Pertama, Tahapan pemutakhiran data pemilih, yaitu pemilih ganda (terjadi di Mentawai, Sorong, Maybrat, Sangihe, Mesuji, MDB dan Jepara), pemilih meninggal masih terdaftar sebagai pemilih, pemilih yang mempunyai hak pilih tidak terdaftar dalam DPT (Maluku Tenggara Barat), penduduk yang belum berdomisili selama 6 bulan terdaftar sebagai pemilih (Maybrat, Maluku Tenggara Barat, Jepara dan Sangihe), pemilih yang terdaftar dalam DP4 tetapi tidak terdaftar dalam DPS (Sangihe), pemilih yang tidak ada di tempat masih terdaftar dalam DPT (Mesuji), anak dibawah umur masih terdaftar sebagai pemilih, pemilih yang cacat mental, pengawas pemilukada tidak bisa mengakses data dari KPU Kabupaten/Kota (Barito Selatan), penggunaan data pendaftaran haji sebagai data DPS, KPU Kabupaten/Kota me-copypaste data pemilih dari DP4, tidak menggunakan DPS (Pekanbaru), KIP Kabupaten/Kota tidak memberikan data yang sudah dimutakhirkan kepada PPS dan PPK (DPS), (Aceh Timur), PPS mengundang PPL dalam rapat pleno (Aceh Utara), selisih jumlah pemilih yang terlalu mencolok antara pemilu legislatif, pemilu presiden dan pemilukada (Sorong, Mesuji, Jepara, Maybrat, Maluku Tenggara Barat, Sangihe), dan kesalahan penulisan identitas pemilih (Jepara, Sangihe, Maluku Tenggara Barat).

Kedua, Pendaftaran  dan penetapan calon, yaitu KPU Kabupaten/Kota tidak memberikan dokumen persyaratan pasangan calon kepada pengawas pemilukada, dualisme dukungan partai politik dalam mendukung pasangan calon (Nias), KPU Kabupaten/Kota tidak melakukan verfikasi faktual, dukungan ganda untuk calon perseorangan, kelengkapan dan keabsahan berkas pasangan calon (Lembata, Nias).

Ketiga, Tahapan kampanye, yaitu perbedaan aturan dalam UU dan peraturan KPU tentang definisi kampanye (Aceh Jaya, Aceh Besar, Aceh Tengah, Aceh Singkil, Aceh Timur, Kota Sabang, Aceh Tenggara), pelibatan anak-anak dalam kampanye (Aceh Jaya, Aceh Besar, Aceh Tengah, Aceh Singkil, Aceh Timur, Kota Sabang, Aceh Tenggara), kampanye di luar jadwal (Aceh Besar, Aceh Tengah, Aceh Singkil, Aceh Timur, Kota Sabang, Aceh Tenggara), penggunaan fasilitas negara (Aceh Besar, Aceh Tengah, Aceh Singkil, Aceh Timur, Kota Sabang, Aceh Tenggara), penyalahgunaan jabatan (Aceh Besar, Aceh Tengah, Aceh Singkil, Aceh Timur, Kota Sabang, Aceh Tenggara), menggunakan sarana ibadah dan pendidikan untuk kampanye, pelibatan perangkat desa, kecamatan dan jajaran setingkatnya (Aceh Besar, Aceh Tengah, Aceh Singkil, Aceh Timur, Kota Sabang, Aceh Tenggara), pemasangan baliho tidak sesuai dengan lokasi yang ditentukan.

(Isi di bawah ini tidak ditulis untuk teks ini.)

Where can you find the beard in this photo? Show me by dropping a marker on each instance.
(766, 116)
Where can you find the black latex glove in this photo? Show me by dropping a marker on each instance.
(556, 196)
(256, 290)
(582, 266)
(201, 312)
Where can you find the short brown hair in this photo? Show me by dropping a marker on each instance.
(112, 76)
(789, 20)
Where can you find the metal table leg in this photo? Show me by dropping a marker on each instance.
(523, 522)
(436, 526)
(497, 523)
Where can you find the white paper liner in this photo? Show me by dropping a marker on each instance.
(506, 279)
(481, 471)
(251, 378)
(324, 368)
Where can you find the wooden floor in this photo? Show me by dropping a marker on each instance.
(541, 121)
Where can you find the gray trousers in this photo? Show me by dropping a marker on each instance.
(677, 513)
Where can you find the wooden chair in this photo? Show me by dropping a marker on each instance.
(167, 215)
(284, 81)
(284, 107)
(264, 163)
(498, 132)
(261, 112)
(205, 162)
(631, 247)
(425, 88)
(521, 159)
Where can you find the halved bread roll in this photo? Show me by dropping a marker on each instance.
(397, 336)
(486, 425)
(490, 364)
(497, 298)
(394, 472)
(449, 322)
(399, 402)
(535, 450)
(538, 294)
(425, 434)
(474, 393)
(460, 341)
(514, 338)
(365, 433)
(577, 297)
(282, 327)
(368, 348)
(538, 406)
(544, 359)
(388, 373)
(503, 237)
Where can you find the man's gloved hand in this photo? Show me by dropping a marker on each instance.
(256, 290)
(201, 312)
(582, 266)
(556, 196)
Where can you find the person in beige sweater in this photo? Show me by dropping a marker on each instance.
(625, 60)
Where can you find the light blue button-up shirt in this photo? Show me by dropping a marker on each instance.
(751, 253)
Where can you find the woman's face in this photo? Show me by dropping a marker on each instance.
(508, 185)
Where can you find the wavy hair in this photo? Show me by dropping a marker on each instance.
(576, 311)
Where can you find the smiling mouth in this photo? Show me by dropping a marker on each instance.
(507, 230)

Keempat, Pengawasan dana kampanye, yaitu pasangan calon tidak membuat pembukuan khusus kampanye, KPU Kabupaten/Kota tidak memberikan LPPDK pasangan calon kepada pengawas pemilukada, identitas penyumbang tidak jelas, nilai sumbangan melebihi Rp 50.000.000,- untuk perseorangan dan melebihi Rp 350.000.000,- untuk perusahaan, sumber dana kampanye dari pihak-pihak yang dilarang (Aceh Besar, Aceh Tengah, Aceh Singkil, Aceh Timur, Kota Sabang, Aceh Tenggara), penetapan kantor akuntan publik tidak melalui tender terbuka, laporan dana kampanye tidak disampaikan secara lengkap, penggunaan APBD oleh incumbent, dan sumbangan dana kampanye tidak sesuai ketentuan jumlah maupun sumber penerimaan.

Kelima, Tahapan pengadaan dan distribusi logistik, yaitu  spesifikasi surat suara tidak sesuai dengan ketentuan KPU Kabupaten/Kota (Rokan Hulu, Malinau), design grafis yang mendukung pasangan calon tertentu, surat suara dicetak melebihi jumlah DPT + 25% dari DPT, kualitas tinta tidak sesuai dengan ketentuan, pendistribusian logistik tidak tepat waktu (Rokan Hulu), jumlah logistik yang dimasukan ke dalam kotak suara tidak sesuai dengan berita acara, kotak suara tidak tersegel dengan baik, KPU Kabupaten/Kota tidak terbuka pada pengadaan jasa perusahaan yang mencetak surat suara, pencetakan surat suara tidak sesuai jadwal/tahapan (Malinau), keterlambatan distribusi akibat kondisi geografis yang sulit dijangkau (Rokan Hulu, Nunukan), keamanan distribusi logistik di daerah konflik (Rokan Hulu), dan teknik pelipatan surat suara kurang tepat (Rokan Hulu).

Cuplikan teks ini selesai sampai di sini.